Les députés allemands ont assoupli vendredi la législation stricte qui régit depuis 2002 la recherche sur les cellules issues d'embryons, au terme d'un vif débat dont l'enjeu reste l'avenir de la recherche génétique allemande.

Comme en 2002, la question divisait tous les camps politiques. Aussi chaque député a-t-il voté en son âme et conscience, sans consigne des partis.

Après des mois de controverses et de deux heures de considérations morales enflammées à la tribune, le Bundestag a finalement donné son feu vert à l'extension des conditions d'importation de cellules-souches extraites d'embryons (avec 346 voix pour, 228 contre, 6 abstentions).
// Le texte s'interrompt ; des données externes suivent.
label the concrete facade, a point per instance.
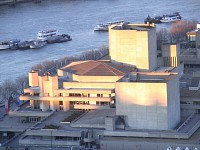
(134, 44)
(74, 90)
(149, 101)
(170, 55)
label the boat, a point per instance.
(14, 44)
(4, 46)
(44, 35)
(64, 38)
(104, 27)
(37, 44)
(163, 18)
(171, 18)
(101, 27)
(151, 20)
(59, 39)
(24, 45)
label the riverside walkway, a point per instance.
(14, 2)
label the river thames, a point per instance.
(76, 18)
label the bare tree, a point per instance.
(178, 30)
(8, 90)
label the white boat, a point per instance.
(104, 27)
(44, 35)
(37, 44)
(171, 18)
(4, 46)
(101, 27)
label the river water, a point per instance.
(76, 18)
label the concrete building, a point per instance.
(82, 85)
(134, 44)
(147, 97)
(149, 100)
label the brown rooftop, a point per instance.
(92, 68)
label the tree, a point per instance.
(8, 90)
(178, 30)
(22, 83)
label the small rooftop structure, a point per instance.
(92, 68)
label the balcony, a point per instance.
(88, 106)
(65, 98)
(190, 106)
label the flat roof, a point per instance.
(149, 76)
(92, 68)
(138, 27)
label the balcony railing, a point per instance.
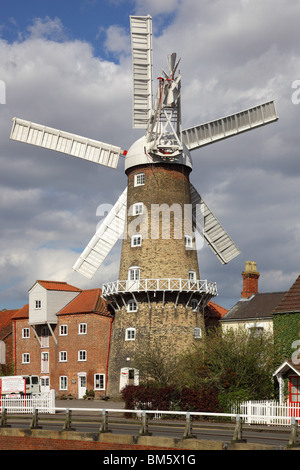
(163, 285)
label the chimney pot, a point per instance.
(250, 279)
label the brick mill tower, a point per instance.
(159, 297)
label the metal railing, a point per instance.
(45, 402)
(164, 285)
(143, 415)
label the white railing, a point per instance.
(268, 412)
(43, 402)
(148, 285)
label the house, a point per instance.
(63, 336)
(287, 329)
(254, 310)
(6, 341)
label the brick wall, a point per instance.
(162, 319)
(95, 343)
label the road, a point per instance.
(84, 420)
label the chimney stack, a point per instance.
(250, 279)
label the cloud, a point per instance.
(234, 55)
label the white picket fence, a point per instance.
(267, 412)
(43, 402)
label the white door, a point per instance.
(45, 384)
(81, 385)
(45, 363)
(128, 376)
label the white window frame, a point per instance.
(138, 208)
(132, 306)
(136, 240)
(130, 334)
(25, 333)
(188, 241)
(26, 358)
(194, 304)
(192, 275)
(99, 381)
(63, 356)
(63, 330)
(63, 382)
(139, 179)
(134, 273)
(82, 356)
(82, 328)
(197, 333)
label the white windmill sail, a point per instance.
(204, 134)
(214, 234)
(104, 239)
(71, 144)
(141, 44)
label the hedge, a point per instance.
(171, 398)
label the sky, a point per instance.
(67, 64)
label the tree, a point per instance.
(155, 363)
(235, 361)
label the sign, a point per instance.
(13, 384)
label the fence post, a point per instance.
(104, 423)
(35, 420)
(238, 431)
(144, 426)
(3, 421)
(188, 428)
(68, 421)
(293, 434)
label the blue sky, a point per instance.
(81, 19)
(67, 64)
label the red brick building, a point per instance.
(6, 341)
(63, 336)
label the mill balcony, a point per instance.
(159, 285)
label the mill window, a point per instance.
(132, 306)
(139, 179)
(188, 242)
(82, 329)
(63, 356)
(130, 334)
(25, 333)
(136, 240)
(82, 355)
(25, 358)
(134, 273)
(138, 208)
(63, 382)
(99, 381)
(197, 333)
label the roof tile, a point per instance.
(291, 301)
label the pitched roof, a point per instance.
(56, 285)
(6, 322)
(86, 302)
(291, 301)
(256, 307)
(214, 310)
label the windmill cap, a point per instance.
(250, 267)
(137, 155)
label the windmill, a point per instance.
(158, 167)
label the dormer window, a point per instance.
(139, 179)
(136, 240)
(138, 208)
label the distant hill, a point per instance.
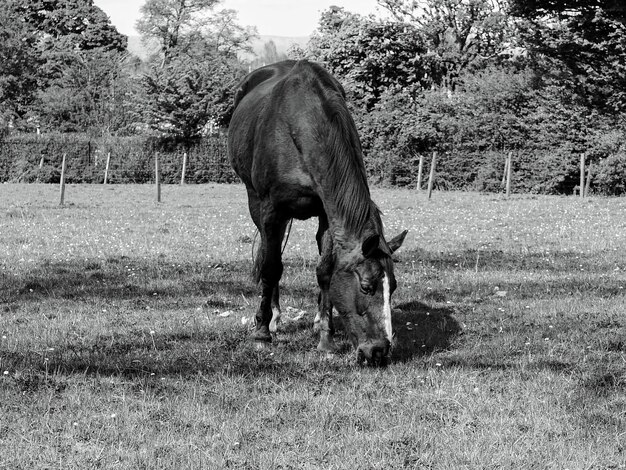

La production en Allemagne de telles cellules à des fins de recherche est strictement interdite depuis 1991. Les chercheurs ne peuvent donc qu'en importer de l'étranger pour leurs travaux, comme en Italie.

Jusqu'à présent, les cellules devaient avoir été cultivées avant le 1er janvier 2002 pour pouvoir franchir les frontières allemandes, ce qui correspondait au mois où avait alors été votée la loi. Désormais, celles cultivées jusqu'au 1er mai 2007 pourront être importées.

De nombreux chercheurs réclamaient un tel assouplissement de la législation, arguant du nombre et de la qualité des lignées obtenues après 2002. Environ 500 lignées seront désormais exploitables, contre une vingtaine auparavant.

Polyvalentes, les cellules embryonnaires pourront peut-être un jour permettre de régénérer des tissus du corps humains (sang, cellules nerveuses, coeur...), avancent les chercheurs. Leurs détracteurs rétorquent qu'il n'y a pour l'instant "aucune preuve".

Au-delà de ce débat, figure la question du positionnement de la recherche allemande et d'une potentielle fuite des cerveaux. "Beaucoup de jeunes chercheurs (en génétique) ne voient pas leur avenir en Allemagne, mais à l'étranger", relève le professeur Jürgen Hescheler.

La ministre de la Recherche Annette Schavan (CDU) et plusieurs de ses collègues (Santé, Justice, Economie...) ont appuyé les scientifiques.

Fustigée au sein de son propre parti, Mme Schavan a plaidé pour qu'on laisse aux chercheurs "un corridor strictement défini" permettant des travaux "de manière responsable".

La ministre a ainsi mis de côté ses considérations éthiques d'ex-vice-présidente du Conseil central des catholiques d'Allemagne (ZdK), au grand dam de son Eglise.

"Tuer des embryons ne sera jamais justifiable", a estimé l'archevêque Robert Zollitsch, chef des catholiques allemands, rejoint par le président du Bundestag (CDU), Norbert Lammert, selon qui "il y a des limites, mêmes pour la recherche".

La question des travaux de génétique est particulièrement sensible en Allemagne en raison du poids des Eglises et surtout du fait du passé nazi, marqué par des expérimentations, sélections et pratiques eugénistes.

L'Allemagne, dont la Constitution stipule que "la dignité humaine est inaliénable", veut devenir "le moteur de la recherche sur les cellules-souches adultes", et non embryonnaires, a souligné Mme Schavan. Les cellules-adultes ont la priorité financière.

Mais le pays n'entend pas se lier totalement les mains, tandis que d'autres tels le Japon, les Etats-Unis, la Grande-Bretagne ou la Corée "marquent des points", selon les mots d'un député.

Fabrication de cellules embryonnaires interdite mais importation autorisée: certains dénoncent une position hypocrite. "A terme, elle ne sera pas tenable", a concédé vendredi l'ex-ministre de la Recherche, Edelgard Bulmahn (SPD).